# Two blocks with spring (no friction), force applied: displacement?

1. Sep 6, 2011

### ddtozone

1. The problem statement, all variables and given/known data

A 2kg block & 3kg block (left & right, respectively) are on a horizontal frictionless surface connected by a spring with K=140 N/m. A 15N force is applied to the 3kg block towards the right. How much does the spring stretch from its equilibrium length?

2. Relevant equations

F=-kx
others, maybe?

3. The attempt at a solution

I simply did force over constant, which is 15/140=0.107m. Is it this simple, or do you use the masses in some way?

Thank you!

2. Sep 6, 2011

### Rayquesto

the gravitational force of the 3kg is going to be more than the 2 kg gravitational force.
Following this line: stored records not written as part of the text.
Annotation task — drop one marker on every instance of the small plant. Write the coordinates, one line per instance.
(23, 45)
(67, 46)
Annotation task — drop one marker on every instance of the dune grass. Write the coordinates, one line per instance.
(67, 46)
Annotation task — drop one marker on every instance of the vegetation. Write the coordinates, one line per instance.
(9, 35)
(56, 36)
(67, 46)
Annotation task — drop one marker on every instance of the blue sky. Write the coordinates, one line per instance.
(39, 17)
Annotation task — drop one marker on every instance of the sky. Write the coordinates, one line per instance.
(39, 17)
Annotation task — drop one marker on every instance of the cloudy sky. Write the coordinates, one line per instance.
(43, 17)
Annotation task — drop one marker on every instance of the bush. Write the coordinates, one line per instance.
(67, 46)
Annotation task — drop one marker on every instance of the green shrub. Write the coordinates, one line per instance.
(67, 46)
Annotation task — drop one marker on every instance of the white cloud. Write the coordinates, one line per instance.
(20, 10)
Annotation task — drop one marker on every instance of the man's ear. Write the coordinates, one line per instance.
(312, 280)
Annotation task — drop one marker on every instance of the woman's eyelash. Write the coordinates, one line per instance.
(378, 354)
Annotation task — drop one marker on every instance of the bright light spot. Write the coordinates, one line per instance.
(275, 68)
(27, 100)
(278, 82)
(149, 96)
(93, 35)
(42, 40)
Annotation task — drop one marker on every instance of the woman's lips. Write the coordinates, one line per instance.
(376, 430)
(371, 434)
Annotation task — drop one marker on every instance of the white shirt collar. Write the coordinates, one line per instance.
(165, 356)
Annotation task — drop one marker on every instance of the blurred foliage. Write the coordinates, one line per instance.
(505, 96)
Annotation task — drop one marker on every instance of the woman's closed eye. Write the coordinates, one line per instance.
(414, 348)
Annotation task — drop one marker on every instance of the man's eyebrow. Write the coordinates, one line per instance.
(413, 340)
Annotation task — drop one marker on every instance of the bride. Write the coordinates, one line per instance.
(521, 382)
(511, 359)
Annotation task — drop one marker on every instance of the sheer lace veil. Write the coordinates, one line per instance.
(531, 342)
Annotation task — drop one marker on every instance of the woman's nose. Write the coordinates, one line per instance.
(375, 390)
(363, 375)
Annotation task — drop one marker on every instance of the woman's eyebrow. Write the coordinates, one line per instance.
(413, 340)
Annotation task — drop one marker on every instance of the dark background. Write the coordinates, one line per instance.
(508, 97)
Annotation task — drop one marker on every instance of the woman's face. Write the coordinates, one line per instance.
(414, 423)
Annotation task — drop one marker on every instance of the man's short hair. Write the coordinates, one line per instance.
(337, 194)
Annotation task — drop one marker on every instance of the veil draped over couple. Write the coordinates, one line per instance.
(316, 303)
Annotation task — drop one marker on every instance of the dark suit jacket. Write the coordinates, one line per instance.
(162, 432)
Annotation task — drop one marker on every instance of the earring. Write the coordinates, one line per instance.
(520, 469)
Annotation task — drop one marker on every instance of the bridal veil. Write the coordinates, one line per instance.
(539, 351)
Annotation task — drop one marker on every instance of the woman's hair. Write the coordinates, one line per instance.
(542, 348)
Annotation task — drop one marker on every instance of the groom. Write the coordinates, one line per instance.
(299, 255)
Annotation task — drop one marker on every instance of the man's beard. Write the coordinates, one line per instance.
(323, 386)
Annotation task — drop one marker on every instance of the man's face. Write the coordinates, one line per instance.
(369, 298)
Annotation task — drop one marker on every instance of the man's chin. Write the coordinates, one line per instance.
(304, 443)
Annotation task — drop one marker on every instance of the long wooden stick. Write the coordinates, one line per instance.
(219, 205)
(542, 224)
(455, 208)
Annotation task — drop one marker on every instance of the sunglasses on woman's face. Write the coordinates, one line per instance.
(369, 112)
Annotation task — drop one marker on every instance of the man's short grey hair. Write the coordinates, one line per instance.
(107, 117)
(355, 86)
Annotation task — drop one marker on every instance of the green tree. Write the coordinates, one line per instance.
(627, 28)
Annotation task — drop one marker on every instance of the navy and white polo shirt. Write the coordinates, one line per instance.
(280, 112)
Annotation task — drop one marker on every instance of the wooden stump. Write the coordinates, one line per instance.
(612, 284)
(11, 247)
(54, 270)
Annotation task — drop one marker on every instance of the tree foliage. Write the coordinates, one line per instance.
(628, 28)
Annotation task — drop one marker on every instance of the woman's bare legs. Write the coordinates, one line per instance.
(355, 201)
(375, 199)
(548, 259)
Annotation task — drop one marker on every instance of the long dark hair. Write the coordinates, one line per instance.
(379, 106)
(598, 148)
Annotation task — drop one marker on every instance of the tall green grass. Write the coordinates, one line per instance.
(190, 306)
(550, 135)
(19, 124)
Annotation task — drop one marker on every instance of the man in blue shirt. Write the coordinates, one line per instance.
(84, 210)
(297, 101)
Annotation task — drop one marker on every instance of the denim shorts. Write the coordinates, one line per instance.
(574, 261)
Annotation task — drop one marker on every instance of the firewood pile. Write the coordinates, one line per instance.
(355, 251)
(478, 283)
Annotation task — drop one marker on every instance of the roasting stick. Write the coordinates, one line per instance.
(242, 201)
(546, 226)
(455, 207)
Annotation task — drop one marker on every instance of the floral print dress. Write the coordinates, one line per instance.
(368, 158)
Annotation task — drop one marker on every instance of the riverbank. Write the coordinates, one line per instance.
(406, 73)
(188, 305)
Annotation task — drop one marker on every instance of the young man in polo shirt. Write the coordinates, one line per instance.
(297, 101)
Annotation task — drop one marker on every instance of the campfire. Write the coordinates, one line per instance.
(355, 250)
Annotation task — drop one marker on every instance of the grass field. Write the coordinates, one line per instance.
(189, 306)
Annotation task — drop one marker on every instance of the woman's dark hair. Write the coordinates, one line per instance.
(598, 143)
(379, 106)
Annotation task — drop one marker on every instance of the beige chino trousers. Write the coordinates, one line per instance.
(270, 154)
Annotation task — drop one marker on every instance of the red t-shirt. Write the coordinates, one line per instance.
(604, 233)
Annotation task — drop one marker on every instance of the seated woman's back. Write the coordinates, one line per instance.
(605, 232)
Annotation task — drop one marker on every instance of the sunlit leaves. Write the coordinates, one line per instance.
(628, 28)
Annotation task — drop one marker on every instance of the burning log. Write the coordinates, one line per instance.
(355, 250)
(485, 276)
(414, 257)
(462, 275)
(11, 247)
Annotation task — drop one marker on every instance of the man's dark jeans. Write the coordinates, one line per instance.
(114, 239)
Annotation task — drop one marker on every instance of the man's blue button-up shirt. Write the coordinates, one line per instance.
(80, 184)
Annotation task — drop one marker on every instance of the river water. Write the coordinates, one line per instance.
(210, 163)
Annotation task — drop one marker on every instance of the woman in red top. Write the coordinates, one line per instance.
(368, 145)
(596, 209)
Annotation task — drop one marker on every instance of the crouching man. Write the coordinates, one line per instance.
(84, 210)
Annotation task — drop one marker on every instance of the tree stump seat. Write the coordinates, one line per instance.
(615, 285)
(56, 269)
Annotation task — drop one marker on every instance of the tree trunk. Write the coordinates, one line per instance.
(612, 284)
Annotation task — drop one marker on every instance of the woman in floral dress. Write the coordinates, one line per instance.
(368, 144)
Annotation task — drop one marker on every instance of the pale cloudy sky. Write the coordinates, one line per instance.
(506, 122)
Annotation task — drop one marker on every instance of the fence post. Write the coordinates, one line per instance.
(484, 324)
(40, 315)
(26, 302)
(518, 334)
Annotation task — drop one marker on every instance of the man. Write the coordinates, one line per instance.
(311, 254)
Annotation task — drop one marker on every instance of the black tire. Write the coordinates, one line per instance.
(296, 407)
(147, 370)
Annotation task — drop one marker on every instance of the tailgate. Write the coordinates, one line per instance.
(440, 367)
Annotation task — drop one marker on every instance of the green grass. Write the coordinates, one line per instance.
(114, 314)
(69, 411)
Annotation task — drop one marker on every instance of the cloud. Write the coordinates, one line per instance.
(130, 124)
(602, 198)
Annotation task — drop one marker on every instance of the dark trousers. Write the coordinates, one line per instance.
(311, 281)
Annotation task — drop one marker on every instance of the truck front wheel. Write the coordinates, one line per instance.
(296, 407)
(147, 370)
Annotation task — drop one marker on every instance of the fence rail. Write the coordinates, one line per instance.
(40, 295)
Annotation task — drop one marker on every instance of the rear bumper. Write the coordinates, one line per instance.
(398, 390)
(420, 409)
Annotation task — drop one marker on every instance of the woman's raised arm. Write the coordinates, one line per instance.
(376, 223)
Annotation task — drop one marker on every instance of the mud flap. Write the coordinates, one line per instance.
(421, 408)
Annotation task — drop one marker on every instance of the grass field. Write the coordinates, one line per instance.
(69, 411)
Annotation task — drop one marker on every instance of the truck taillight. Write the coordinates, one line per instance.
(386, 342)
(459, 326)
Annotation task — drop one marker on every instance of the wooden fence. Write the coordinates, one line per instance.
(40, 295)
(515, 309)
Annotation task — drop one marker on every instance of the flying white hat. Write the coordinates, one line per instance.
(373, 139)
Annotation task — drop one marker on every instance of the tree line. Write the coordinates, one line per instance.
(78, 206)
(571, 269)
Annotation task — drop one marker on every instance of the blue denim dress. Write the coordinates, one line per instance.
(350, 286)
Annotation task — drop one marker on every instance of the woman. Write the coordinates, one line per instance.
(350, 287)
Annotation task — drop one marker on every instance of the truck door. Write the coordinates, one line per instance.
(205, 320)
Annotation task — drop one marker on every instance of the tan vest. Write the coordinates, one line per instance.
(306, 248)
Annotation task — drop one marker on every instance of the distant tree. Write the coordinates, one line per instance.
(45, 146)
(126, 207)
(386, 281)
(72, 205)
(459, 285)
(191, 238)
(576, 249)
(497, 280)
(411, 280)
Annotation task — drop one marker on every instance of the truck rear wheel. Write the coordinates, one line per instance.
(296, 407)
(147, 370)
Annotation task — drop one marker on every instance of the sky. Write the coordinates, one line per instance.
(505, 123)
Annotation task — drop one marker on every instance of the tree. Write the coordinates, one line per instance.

So, when you pull with 15N to the right, it will not act like a fixed spring constant. So, what you should do is say 3-2kg=1kg so the resultant will include 9.81 newtons in terms of the spring being moved, not the entire system which includes the spring and the two blocks. So, I think the answer is 15N-9.81N then you multiply by its constant.

3. Sep 6, 2011

### ddtozone

Oh ok, that makes more sense. But wouldn't you divide by the constant instead of multiplying by the constant, so the final answer would be N/(N/m)=m?